Actor, playwright and director Taffy McCarthy has taken the stage adaptation of The Turn of the Screw by Jeffrey Hatcher and turned it into a brilliant evening. Actor Chelsea McCarthy, gorgeous in Victorian garb of a high-necked ruffled white blouse, a black velvet jacket and a long black satin skirt, wears her red hair pulled back and tumbling to her waist. Ms. McCarthy brings a stunning focus to her role as an unnamed governess assigned to manage a mansion in Essex County along with a ten-year-old boy, Milo (played by adult Chris Roberts), just expelled from boarding school, and his silent, eight-year-old sister, Flora (beheld by the governess as an unseen presence).
The heroine’s only companion is the stalwart housekeeper Mrs. Grose (Lee Fierro). The dual roles of narrator and the children’s callous uncle is played by Don Lyons who, with his trim grey beard and sepulchral voice, drops easily into Victorian gear.
The novella gains much of its force by activating the imagination of the reader. We picture the “lovely, lovely” children, their angelic nature and exquisite beauty perhaps twisted by the dark machinations of their previous, deceased governess and her lover, the depraved Peter Quint. And the ghosts of these same mentors, glimpsed only by the present governess, also play a part in the reader’s inflamed dreamscape. What is real, what is the product of a diseased mind, what is good, what is bad, what is up and what is down is all part and parcel of the author’s brilliant literary torture chamber.

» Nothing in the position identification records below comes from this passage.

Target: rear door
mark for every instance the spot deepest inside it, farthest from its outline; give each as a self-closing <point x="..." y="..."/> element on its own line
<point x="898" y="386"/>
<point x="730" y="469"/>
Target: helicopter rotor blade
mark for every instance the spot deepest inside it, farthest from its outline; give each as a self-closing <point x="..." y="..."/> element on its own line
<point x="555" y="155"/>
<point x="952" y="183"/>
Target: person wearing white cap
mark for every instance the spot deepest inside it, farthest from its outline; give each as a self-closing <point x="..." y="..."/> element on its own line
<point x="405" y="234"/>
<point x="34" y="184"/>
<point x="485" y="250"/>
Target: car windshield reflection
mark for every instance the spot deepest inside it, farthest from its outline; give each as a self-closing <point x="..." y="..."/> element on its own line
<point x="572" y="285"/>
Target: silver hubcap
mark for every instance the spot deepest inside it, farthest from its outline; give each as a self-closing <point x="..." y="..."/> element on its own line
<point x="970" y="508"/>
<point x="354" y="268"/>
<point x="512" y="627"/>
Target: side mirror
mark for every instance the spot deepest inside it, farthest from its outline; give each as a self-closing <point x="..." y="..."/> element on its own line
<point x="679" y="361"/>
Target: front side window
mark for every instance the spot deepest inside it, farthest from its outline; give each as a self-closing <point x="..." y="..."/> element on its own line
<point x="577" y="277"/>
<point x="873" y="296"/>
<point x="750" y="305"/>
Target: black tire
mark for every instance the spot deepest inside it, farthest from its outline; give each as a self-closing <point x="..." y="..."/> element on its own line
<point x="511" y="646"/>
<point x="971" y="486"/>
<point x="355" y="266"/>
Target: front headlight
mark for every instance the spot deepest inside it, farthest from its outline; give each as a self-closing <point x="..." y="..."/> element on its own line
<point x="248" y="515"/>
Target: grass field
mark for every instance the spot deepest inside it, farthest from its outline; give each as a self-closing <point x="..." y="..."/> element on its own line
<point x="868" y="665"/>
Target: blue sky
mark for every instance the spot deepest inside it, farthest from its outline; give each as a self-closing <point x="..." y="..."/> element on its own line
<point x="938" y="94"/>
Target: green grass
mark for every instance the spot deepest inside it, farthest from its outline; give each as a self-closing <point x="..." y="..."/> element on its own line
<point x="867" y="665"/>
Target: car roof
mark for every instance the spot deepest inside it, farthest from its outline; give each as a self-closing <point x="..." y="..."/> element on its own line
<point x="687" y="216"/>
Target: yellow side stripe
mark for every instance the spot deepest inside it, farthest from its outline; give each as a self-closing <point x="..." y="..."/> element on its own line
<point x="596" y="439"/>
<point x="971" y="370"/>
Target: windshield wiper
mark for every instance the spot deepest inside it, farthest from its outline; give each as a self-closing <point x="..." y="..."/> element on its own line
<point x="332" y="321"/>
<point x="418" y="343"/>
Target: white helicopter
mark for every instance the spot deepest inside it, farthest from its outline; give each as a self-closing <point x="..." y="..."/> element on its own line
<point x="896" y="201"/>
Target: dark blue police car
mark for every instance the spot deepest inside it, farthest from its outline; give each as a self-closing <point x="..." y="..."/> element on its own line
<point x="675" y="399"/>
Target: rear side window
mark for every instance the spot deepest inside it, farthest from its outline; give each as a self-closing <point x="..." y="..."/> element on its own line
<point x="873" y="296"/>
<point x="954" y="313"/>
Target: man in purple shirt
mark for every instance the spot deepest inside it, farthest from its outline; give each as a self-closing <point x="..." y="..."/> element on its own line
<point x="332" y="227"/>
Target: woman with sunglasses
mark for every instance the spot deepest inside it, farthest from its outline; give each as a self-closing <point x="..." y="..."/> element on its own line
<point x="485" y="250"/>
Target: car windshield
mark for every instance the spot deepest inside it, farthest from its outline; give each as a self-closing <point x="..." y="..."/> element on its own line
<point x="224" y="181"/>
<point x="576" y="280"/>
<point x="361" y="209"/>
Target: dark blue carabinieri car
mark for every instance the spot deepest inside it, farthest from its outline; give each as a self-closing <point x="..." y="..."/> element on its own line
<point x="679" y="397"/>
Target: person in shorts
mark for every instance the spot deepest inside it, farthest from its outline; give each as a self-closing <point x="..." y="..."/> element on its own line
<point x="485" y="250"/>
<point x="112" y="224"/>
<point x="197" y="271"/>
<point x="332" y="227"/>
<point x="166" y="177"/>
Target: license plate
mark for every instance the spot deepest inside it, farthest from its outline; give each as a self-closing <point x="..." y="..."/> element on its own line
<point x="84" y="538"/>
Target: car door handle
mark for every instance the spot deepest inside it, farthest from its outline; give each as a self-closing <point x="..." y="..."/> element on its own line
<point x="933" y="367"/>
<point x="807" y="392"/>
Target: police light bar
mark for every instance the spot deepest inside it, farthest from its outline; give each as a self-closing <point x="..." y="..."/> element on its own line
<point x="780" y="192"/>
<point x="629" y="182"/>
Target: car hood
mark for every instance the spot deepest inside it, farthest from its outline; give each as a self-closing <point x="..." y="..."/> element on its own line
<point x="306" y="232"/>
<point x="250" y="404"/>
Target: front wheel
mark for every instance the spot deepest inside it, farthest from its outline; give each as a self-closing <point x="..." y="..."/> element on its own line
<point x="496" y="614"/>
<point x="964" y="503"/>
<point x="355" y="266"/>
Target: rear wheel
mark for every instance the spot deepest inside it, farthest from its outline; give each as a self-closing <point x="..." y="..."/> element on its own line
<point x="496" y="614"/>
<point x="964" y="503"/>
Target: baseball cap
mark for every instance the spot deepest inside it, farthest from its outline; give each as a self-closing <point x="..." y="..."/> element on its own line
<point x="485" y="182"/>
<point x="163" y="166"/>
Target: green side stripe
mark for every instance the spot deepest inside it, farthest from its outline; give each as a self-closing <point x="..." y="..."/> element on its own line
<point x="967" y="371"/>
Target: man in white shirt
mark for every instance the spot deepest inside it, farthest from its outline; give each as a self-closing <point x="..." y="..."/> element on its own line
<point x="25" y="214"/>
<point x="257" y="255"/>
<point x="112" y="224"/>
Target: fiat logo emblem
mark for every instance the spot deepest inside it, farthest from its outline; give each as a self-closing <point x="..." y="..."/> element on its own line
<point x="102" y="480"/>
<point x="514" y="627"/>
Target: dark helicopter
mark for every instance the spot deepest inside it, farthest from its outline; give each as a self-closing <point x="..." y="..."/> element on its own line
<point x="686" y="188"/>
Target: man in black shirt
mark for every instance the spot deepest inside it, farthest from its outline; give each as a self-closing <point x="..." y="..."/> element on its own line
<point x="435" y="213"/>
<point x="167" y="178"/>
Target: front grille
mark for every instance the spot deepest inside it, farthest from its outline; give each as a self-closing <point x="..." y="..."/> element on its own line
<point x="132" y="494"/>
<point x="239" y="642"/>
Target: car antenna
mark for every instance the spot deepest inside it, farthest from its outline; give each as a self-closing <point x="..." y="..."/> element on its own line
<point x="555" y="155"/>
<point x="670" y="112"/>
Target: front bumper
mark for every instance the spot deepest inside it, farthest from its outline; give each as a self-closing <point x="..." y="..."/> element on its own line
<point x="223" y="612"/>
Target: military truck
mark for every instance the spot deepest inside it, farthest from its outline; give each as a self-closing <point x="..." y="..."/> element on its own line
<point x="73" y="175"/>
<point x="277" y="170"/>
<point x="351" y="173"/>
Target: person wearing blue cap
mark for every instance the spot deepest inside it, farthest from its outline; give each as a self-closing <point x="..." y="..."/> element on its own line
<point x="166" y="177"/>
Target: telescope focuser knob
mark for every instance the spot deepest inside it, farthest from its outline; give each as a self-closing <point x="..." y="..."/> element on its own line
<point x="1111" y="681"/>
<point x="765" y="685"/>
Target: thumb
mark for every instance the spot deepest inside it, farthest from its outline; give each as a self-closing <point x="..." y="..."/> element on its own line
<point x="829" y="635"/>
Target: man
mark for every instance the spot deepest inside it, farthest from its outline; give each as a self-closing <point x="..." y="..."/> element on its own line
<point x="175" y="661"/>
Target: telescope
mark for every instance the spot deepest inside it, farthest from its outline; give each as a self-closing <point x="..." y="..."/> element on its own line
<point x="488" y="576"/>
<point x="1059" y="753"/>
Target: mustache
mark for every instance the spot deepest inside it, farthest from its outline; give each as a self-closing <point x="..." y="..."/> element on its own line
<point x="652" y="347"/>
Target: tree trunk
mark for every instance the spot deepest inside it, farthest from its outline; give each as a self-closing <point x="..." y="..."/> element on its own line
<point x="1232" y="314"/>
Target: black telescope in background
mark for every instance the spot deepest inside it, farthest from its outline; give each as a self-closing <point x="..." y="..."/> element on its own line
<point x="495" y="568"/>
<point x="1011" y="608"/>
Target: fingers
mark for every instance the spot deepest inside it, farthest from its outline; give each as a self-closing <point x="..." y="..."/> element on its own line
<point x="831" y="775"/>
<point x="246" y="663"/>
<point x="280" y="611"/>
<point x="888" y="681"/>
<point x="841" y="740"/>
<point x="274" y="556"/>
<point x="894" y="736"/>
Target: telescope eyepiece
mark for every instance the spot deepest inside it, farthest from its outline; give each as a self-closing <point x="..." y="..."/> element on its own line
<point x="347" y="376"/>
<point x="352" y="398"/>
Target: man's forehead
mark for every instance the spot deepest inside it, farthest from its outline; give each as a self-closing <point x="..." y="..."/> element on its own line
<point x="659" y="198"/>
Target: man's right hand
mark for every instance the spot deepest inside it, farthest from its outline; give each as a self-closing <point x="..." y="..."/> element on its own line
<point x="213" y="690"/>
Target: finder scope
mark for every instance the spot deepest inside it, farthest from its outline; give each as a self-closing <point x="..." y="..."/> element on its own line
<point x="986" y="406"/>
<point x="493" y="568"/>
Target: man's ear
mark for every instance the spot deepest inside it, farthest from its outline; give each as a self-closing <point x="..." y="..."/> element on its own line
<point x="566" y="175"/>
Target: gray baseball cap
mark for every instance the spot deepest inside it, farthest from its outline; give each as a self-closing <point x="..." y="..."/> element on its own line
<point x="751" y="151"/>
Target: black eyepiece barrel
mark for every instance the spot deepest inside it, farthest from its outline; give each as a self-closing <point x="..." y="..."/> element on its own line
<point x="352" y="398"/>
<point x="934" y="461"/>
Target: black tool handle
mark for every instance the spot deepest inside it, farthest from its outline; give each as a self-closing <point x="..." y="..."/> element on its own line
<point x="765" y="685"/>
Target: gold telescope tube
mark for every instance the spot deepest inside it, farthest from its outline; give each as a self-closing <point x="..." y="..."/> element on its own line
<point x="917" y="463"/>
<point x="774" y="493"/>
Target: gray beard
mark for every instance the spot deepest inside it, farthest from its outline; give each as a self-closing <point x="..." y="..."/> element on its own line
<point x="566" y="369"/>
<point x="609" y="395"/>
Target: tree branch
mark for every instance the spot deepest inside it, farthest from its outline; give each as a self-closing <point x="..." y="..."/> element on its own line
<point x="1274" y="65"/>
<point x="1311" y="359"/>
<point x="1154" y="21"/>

What appears on the stage is different from what is presented on the page, as it must be. In original versions of the play, the governess stands alone with occasional input from a narrator reading all the other roles. Director Taffy McCarthy’s choice of giving voice to these several parts gives a concreteness to the characters but does not undercut the sense of unease and imaginative terror of the story. Ms. McCarthy directs with verve and the kind of keen intelligence that does The Master (aka Henry James) proud. Lights and costumes are by Kevin Ryan. The royal blue drapes of the theatre create a perfect backdrop for a yellow Victorian settee, Ms. Chelsea’s pale and determined face, and the cameo brooch at her neck. Mr. Ryan, a tenor soloist who has starred in numerous musicals with ITW, is also superb in his acting role, and Ms. Fierro, a featured player in the movie Jaws, and director of many ITW presentations herself, strikes just the right note for the character of Mrs. Grose.
The show began last weekend and plays again tonight through Sunday. Friday and Saturday shows begin at 8 p.m. and the Sunday matinee starts at 2 p.m. Tickets are $15 (two for $25) at the door.
The play is a must-see. And afterwards, especially at the evening performances, take a small flashlight and head to the left side of the grand old theatre to pay a visit to Ms. Cornell’s grave with its white marble disk and white marble bench. Thank her out loud because she’s sure to be listening.